Dünya’da yaklaşık 8 milyar insan var. Bu insanların hepsinin hayatta farklı görevleri, sorumlulukları ve amaçları var. Herkesin hayallerinde kendi kişiliğine uygun bir meslek, herkesin yapmak istediği bir iş var. Kimi insanlar doktor olmak isterken kimisi avukat, kimisi öğretmen olmak istiyor.
Her ne kadar herkesin hayalinde bir meslek olsa da işler her zaman istediğimiz gibi gitmiyor ve hayat adı verilen yol üzerinde karşımıza bazı engeller çıkabiliyor. Sadece birkaç saat içinde tüm yaşam stilimiz değişebiliyor ve kendimizi hiç beklemediğimiz ve belki de hiç istemediğimiz bir pozisyonda bulabiliyoruz. Bu engeller sonucunda istediğimiz bir hayata kavuşamayınca belki kısa, belki de uzun sürecek olan bir sürece giriyoruz. Bu süreç içinde de istemediğimiz bir şekilde, mutsuz ve huzursuz yaşıyoruz. Bu zaman diliminde bazı insanlar istedikleri hayattan vazgeçiyor ve elinde olan ile idare ediyor, bazı insanlar da hayallerinde olan hayattan vazgeçmiyorlar ve ona ulaşmak için çabalıyorlar. Çabalayanların bir kısmı istediklerini başarıp hayallerini gerçekleştiriyor, diğer bir kısmı da ikinci kez engeller karşısında hayallerine ulaşamıyor ve tekrar deniyor ya da en başta yapmış olabileceği gibi pes ediyor.

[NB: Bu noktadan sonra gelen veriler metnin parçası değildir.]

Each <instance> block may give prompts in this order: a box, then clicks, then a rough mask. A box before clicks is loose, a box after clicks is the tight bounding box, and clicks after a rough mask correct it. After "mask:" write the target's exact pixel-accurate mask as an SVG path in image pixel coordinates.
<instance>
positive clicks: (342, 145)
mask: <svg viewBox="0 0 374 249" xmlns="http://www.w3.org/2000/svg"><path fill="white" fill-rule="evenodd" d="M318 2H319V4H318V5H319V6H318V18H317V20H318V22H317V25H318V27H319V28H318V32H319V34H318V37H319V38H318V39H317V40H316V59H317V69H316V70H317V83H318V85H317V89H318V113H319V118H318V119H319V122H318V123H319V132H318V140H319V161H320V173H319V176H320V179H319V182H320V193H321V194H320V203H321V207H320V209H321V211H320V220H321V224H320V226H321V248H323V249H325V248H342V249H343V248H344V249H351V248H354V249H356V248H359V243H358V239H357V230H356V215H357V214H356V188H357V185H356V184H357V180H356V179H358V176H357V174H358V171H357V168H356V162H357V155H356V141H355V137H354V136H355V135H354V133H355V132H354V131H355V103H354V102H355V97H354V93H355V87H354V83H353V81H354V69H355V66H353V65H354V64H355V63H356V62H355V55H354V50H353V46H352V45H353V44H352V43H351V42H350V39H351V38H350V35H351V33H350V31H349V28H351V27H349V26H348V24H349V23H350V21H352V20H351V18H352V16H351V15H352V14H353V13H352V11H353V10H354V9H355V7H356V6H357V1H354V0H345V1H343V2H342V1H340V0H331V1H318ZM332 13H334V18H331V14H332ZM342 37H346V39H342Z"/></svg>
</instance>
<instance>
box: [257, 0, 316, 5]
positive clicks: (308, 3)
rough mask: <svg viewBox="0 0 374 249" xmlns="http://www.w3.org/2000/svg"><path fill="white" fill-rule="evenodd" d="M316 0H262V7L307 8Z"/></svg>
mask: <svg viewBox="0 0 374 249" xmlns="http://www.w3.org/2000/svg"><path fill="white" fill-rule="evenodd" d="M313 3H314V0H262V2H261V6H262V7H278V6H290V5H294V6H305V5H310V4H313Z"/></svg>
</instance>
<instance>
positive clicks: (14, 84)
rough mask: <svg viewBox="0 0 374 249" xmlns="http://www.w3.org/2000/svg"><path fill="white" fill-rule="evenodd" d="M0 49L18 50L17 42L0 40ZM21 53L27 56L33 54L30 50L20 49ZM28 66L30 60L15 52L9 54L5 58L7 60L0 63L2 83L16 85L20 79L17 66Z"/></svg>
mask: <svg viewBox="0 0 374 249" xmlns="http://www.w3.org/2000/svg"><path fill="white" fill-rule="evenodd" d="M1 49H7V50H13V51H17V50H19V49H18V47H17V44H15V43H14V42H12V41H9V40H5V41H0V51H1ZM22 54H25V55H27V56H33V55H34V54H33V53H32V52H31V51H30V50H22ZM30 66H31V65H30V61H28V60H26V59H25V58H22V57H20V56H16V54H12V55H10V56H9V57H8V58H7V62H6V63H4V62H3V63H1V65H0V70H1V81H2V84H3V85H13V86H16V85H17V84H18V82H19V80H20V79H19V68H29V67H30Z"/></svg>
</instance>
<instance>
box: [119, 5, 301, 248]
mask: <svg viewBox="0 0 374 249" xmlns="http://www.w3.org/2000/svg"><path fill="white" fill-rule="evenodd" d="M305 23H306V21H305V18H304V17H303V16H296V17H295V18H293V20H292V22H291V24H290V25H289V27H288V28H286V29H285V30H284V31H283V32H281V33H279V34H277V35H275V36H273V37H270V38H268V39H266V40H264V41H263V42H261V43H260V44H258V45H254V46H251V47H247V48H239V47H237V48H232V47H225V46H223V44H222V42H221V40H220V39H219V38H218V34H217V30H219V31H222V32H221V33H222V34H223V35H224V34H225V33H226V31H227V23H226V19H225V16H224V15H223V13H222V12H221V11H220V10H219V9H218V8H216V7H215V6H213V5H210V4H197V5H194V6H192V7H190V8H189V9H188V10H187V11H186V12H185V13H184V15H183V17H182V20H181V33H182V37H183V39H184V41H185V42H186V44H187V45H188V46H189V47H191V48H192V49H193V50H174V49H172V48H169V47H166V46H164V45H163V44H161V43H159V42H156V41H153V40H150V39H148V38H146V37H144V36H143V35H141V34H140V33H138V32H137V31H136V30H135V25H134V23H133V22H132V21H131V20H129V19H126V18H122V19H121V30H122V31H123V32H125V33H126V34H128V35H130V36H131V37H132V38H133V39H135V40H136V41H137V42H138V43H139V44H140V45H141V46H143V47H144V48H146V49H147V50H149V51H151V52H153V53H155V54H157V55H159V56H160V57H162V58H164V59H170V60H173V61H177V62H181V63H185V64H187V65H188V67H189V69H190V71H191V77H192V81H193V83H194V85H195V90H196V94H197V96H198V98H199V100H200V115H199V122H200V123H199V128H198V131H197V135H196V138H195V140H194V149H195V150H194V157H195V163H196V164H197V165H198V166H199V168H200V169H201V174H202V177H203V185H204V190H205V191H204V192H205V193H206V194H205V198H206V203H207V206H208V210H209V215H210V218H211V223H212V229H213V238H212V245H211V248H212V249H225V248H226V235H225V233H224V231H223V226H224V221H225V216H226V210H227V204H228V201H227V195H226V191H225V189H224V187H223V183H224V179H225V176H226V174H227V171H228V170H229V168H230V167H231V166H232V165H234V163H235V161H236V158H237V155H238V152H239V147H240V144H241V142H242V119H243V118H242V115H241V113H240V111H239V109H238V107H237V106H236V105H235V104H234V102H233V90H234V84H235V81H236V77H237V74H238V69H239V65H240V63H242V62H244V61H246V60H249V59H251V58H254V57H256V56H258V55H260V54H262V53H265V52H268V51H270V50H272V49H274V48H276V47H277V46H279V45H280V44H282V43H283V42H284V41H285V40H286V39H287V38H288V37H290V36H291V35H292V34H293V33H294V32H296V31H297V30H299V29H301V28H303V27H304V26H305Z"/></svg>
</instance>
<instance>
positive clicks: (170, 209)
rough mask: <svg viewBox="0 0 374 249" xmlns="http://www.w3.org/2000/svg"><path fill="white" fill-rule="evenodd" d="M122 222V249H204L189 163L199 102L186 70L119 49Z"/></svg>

Tüm insanların yaşadığı hayata göre davranış biçimleri farklı olabiliyor. Hayalindeki hayata kavuşmayı başaranlar mutlu bir şekilde yaşayıp yaptıklarından, yaşadıklarından zevk alırken başaramayanlar sıkılmış bir şekilde yaşayıp, yaptıklarını zorla yapıp, yaşadıklarından zevk almıyorlar. Hayalini yaşamayan insanların sıkılmış olması onların yaptıkları işleri istemeden yapmasına, işe saygı duymamasına ve özen göstermemesine yol açıyor. Oysaki bu durum çok yanlış…
Hayatta her zaman istediğimiz şeyler olmayabilir, her zaman biz mutlu olmayabiliriz, istediğimiz bir şey yerine istemediğimiz bir şey yapmak zorunda kalabiliriz. Önemli olan ne olursa olsun bizim yapmak istediğimiz veya yapmak zorunda olduğumuz işi özenle yapmamızdır. Yaptığımız iş bize önemli gelmese bile her zaman önemlidir çünkü o işin yapılmasına ihtiyaç vardır. Mademki bizim yaptığımız iş birisi tarafından yapılmak zorunda o kişi neden biz olmayalım ki?
Yaptığımız iş mesleğimiz de olabilir. Biz doktor olmak istiyor olabiliriz ama hayatın önümüze çıkardığı engeller ve bizim verdiğimiz kararlar bizim bir öğretmen ya da bir çöpçü ya da bir avukat olmamıza neden olmuş olabilir. Her ne koşulda olursak olalım, her ne mesleği yaparsak yapalım düzgün yapmamız lazım. Hayatımız boyunca yaptığımız her şeyi düzgün, özenle, saygı duyarak, isteyerek ve severek yapmalıyız. Zaten biz bu gerekleri yerine getirince işimizi düzgün yapmış oluruz. Herkesin hatırlaması gereken tek şey işlerinin önemli olduğu ve onların işlerini iyi, düzgün yapması gerektiğidir.